Number of ring homomorphisms I'm trying to solve the following problem:
Determine how many different ring homomorphism from $\mathbb{Z}[i] \to \mathbb{Z}/(85)$ exist.
For a previous question I had to determine the unique integer factorization of $85=(1-2i)(1+2i)(1-4i)(1+4i)$. I thought of creating the following ring homomorphisms:
$$f_{\pm 2}:\mathbb{Z}[i] \to \mathbb{Z}/(85), i \mapsto \pm 2 $$
and another two mapping $ i \mapsto \pm 4$ which gives me a total of four ring homormoprhism. I was wondering if there are any more beside these ring homomorphisms.
edit: fixed notation to the quotient ring
 A: There's four.
My reasoning is that $\varphi (i)^2=\varphi (i^2)=\varphi (-1)=-1.$
So we need $-1$ to be a quadratic residue in $\Bbb Z_{85}$.
So $(\dfrac{-1}5)=(-1)^{\frac {5-1}2}=1$ and $(\dfrac {-1}{17})=(-1)^{\frac {17-1}2}=1$ are the relevant Legendre symbols.
The solutions are $\pm13$ and $\pm38$.  So those are the possibilities for $\varphi (i)$.

As we know,  $\Bbb Z_5×\Bbb Z_{17}\cong \Bbb Z_{85}$.

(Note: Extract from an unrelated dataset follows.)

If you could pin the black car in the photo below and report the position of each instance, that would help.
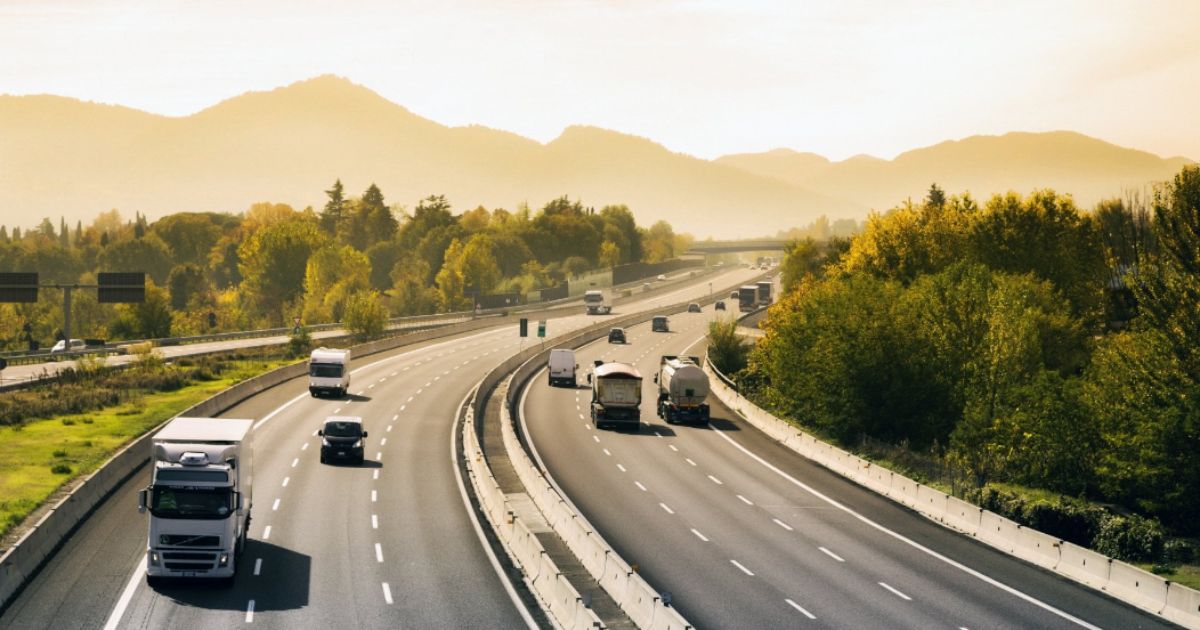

One way is with Bezout coefficients $\color {blue}7×5-\color {purple}2×17=1.$
Under the isomorphism $(\color {purple}x,\color {blue}y)\mapsto \color {blue}{7}×5×\color {blue}y-\color {purple}2×17×\color {purple}x$, we have $(-2,-4)\mapsto 13$ and $(-2,4)\mapsto 38.$
A: As in the other answer, we need $\varphi: \Bbb Z[i]\to\Bbb Z/(85)$ to satisfy
$$
-1 = \varphi(-1) = \varphi(i^2) = \varphi(i)^2
$$
We could use the Chinese remainder theorem to see that we need $\varphi(i)$ to be either $2$ or $3$ modulo $5$, and we need it to be either $4$ or $13$ modulo $17$. These two binary choices are independent. That means 4 solutions, even if it takes a bit of work to find exactly what those four are modulo 85 from this (I never could get the hang of the constructive part of the Chinese remainder theorem).